A small software vendor may rely upon BrickMortar stores for exposure. Some software is bought because a user sees it on the shelf and likes it. For the right price, they’ll try it.

If the maker prices the software below what the BM stores sell it for, then the BM stores quit selling it.

That is why direct digital download sales are at FullRetailListPrice.
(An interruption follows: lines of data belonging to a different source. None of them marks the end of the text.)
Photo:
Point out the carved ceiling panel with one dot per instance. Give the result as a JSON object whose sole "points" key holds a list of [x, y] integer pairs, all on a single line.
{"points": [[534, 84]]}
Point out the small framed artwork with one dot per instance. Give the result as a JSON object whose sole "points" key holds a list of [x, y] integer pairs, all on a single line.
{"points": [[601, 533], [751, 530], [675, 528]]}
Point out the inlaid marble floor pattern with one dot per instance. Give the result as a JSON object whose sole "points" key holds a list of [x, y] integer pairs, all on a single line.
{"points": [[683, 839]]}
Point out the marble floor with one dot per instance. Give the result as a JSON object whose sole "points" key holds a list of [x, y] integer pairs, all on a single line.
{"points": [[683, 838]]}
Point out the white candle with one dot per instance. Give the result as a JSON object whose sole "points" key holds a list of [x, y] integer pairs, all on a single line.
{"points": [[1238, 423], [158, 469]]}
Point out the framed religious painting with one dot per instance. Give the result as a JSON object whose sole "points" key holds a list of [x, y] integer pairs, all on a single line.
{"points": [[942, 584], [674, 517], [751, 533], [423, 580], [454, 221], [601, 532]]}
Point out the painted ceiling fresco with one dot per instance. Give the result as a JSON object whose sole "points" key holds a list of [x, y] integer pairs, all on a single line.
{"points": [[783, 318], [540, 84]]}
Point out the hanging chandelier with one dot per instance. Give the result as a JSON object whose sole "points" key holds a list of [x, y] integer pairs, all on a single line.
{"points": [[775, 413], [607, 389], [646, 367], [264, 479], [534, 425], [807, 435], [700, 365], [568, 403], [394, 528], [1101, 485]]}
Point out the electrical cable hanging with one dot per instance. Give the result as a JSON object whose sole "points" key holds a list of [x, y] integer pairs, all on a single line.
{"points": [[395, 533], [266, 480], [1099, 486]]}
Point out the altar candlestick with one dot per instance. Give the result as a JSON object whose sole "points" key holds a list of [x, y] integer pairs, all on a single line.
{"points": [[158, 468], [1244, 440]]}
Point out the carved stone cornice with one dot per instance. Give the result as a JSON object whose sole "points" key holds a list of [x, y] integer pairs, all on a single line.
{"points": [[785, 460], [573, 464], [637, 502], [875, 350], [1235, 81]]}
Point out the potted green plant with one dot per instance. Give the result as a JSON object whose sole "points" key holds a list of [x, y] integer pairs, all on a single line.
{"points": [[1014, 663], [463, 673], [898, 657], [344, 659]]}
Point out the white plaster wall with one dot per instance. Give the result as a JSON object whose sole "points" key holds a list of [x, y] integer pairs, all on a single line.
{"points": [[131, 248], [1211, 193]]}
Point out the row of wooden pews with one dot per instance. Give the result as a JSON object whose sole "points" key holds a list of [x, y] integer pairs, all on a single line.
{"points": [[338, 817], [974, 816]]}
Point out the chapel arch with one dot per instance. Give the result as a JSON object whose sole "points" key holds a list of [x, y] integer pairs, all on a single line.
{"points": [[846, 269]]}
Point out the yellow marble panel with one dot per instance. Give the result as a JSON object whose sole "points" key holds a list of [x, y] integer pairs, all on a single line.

Yes indeedy, broadband is pervasive, all right. Broadband is so pervasive in these Benighted States of America that more than 50% of Americans on the internet do NOT have broadband.
I don’t have broaband.
Nobody I know has broaband.
Maybe your premise is deluded and bizarre. Maybe the reality (as statistics inctrontrovertibly prove) remains that most Americans are stuck on dialup, and will be until they die.
That answer your question?

@Ordinary Geek

There’s no need to be nitpicking on jeff’s numbers. Anyone whom has worked in retail knows that they are not wholly accurate. However, I think Jeff’s purpose was not to evangelize to the early adopters, but to the PHB’s out there. :wink: Its up to the engineers and accountants to nitpick on numbers, but to the PHB’s, numbers like that can make them change their mind. Of course, it all depends on what Jeff has to say. I just get annoyed when people try to nitpick a good article, and use that as blog fodder.

I do quite agree with the article, and the fact is, if there is no drm on the download… you can ease your bandwidth costs by using bittorrent :). Like what Blizzard does.

I find it difficult to agree with Jeff’s view. Just becasue there are fewer middlemen in the digital distribution chain, the price of a digital product should cost less than a physical retail copy? Are you saying that Valve and Iron Lore do not deserve more profit share generated from the product?

Competitive businesses never operate on “cost plus” model because it is so reactive to your business environment that by the time you realize your margin is too small you’re already too late. What you strive for is what economists called “surplus capacity” - the maximum amount of profit you can get. And how do you know the maximum profit? That’s the market price. And what is price? It’s the value customers are willing to pay for the product.

Which goes back to what I said in the beginning: this whole discussion of digital vs. physical distribution is irrelevant as it is not about who gets more money. The real issue is the value of the product - does Jeff consider his copy of Titan Quest worth the 29.95 that he paid for?